FWC requests public input at Critical Wildlife Area workshops

News Release

Thursday, July 28, 2016

Media contact: Carli Segelson, 772-215-9459

The Florida Fish and Wildlife Conservation Commission (FWC) is holding public workshops to share information about and solicit comments on the proposal to designate new Critical Wildlife Areas and modify five existing CWAs throughout the state. The proposed designations are part of a statewide initiative to conserve some of Florida’s most vulnerable wildlife.

CWAs are established by the FWC under a Florida Administrative Code rule to protect important wildlife concentrations from human disturbance during critical periods of their life cycles, such as breeding, feeding or migration.

In Citrus County, the FWC is considering designating a new CWA at the Withlacoochee State Forest to protect caves that are important roost sites for bats.

A public workshop for the proposed Withlacoochee State Forest Caves CWA will be held on Thursday, Aug. 4 from 6:30 to 8:30 p.m. at the Withlacoochee Training Center, 24059 Childs Road, Brooksville.

“This initiative to create more CWAs throughout the state is not just for bird watchers and wildlife aficionados,” said FWC Commission Chairman Brian Yablonski. “This is something for everyone, and we want everyone to have an opportunity to be a part of the process.”

The FWC will use the feedback received at these meetings to help develop the recommendations for each of the CWA designations and modifications. These recommendations will be presented at the FWC’s September Commission meeting.

Caves within the Withlacoochee State Forest support bats including tricolored bats and southeastern myotis bats. Caves being considered for the CWA include Big Mouth Cave, Trail 10 Cave, Jackpot Cave, Morris Cave, Blowing Hole Cave and Werner Cave. These caves form only a subset of caves within the forest.

The entire area to be covered by the CWA will be small, likely only a few acres. At each cave site, the CWA boundary will encompass an area that will extend a short distance beyond the perimeter of the gate or fence surrounding the cave entrance and include all of the underground passageways that constitute each cave.

The Florida Forest Service restricts access to these caves year-round and some are already fenced to protect hibernating and breeding bats, but people still illegally enter them.

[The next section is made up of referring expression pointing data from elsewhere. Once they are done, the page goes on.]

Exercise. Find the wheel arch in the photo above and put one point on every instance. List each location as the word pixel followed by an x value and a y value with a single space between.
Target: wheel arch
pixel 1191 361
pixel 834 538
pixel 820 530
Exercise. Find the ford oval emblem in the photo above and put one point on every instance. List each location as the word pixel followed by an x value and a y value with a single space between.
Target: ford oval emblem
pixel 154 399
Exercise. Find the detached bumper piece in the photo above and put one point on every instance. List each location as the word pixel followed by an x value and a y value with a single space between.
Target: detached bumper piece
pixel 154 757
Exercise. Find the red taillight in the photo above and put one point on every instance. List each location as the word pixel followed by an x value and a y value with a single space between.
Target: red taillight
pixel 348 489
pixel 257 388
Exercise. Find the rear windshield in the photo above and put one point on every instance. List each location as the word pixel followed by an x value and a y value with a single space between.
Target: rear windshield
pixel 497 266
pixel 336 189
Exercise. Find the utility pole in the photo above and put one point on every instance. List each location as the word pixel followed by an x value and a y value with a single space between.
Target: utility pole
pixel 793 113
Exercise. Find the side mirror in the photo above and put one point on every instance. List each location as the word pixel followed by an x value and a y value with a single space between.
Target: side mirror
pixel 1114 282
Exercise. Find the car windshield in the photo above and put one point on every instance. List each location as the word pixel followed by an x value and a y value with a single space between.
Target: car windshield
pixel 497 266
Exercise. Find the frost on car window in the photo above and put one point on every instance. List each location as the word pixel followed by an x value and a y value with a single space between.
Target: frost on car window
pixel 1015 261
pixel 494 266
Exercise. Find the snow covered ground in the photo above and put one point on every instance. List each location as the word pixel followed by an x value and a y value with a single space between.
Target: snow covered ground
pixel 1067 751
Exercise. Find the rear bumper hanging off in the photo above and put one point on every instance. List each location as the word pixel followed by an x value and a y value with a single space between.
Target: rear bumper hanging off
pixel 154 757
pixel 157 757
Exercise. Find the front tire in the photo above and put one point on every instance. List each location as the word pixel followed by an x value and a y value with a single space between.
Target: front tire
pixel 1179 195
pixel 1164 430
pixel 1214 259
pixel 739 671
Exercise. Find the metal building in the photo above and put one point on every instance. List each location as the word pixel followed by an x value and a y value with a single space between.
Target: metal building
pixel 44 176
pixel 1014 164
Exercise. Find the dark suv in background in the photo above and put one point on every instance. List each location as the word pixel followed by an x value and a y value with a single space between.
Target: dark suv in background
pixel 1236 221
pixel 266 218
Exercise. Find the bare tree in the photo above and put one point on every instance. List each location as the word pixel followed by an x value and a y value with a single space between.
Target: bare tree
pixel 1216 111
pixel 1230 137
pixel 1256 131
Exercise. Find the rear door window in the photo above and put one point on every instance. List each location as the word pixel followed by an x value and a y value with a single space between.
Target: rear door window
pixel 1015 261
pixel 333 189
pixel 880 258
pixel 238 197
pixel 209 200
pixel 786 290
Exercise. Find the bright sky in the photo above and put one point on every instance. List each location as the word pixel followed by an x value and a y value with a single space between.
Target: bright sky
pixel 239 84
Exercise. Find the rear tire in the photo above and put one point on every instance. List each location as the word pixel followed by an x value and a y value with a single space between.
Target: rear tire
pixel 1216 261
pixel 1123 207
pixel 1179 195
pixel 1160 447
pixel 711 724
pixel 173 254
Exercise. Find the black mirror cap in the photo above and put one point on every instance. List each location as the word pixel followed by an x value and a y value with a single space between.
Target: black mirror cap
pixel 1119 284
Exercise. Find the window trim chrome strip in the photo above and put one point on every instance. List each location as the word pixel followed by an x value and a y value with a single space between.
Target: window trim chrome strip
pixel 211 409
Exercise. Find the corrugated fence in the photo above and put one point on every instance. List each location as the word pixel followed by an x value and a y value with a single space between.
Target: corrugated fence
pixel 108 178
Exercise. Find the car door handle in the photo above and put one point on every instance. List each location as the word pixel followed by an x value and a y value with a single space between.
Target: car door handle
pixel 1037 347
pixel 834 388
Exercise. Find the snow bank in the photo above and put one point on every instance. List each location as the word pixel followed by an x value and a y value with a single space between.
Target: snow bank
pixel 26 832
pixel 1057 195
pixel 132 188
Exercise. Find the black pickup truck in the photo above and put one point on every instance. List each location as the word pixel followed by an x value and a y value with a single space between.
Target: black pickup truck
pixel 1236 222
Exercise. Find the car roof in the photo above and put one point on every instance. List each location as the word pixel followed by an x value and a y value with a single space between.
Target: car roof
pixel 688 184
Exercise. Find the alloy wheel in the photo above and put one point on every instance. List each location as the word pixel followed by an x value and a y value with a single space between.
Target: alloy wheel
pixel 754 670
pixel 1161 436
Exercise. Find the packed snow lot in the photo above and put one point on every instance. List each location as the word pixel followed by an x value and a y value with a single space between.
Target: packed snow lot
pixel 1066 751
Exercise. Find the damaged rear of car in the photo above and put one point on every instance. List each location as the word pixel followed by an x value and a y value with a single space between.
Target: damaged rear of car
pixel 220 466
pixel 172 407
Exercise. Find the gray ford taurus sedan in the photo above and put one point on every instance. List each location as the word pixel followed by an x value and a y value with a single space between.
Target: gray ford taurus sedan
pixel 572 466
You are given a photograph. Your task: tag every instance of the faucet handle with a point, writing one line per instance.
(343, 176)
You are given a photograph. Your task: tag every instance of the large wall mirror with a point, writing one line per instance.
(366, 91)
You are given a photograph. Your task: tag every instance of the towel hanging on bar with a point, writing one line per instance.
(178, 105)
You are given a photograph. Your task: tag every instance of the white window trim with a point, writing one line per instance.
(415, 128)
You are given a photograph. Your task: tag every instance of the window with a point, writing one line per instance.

A CWA designation for these caves would allow for additional management measures to help reduce disturbance.

Caves are fragile ecosystems and human disturbance is a major issue for the bat species that use the caves as roosting and maternity sites. Human disturbance either within a cave or even in the area surrounding the cave entrance can cause bats to abandon a cave. The caves proposed for CWA protection are some of the most important roost sites for tricolored bats and southeastern myotis bats on public lands east of the Florida panhandle.

Additionally, by protecting bats from other types of disturbance, FWC biologists can reduce potential impacts of white-nose syndrome. White-nose syndrome is a fungal disease that impacts hibernating bats. Although it has not yet been detected in Florida, the disease has caused serious declines in bat populations in many parts of the country.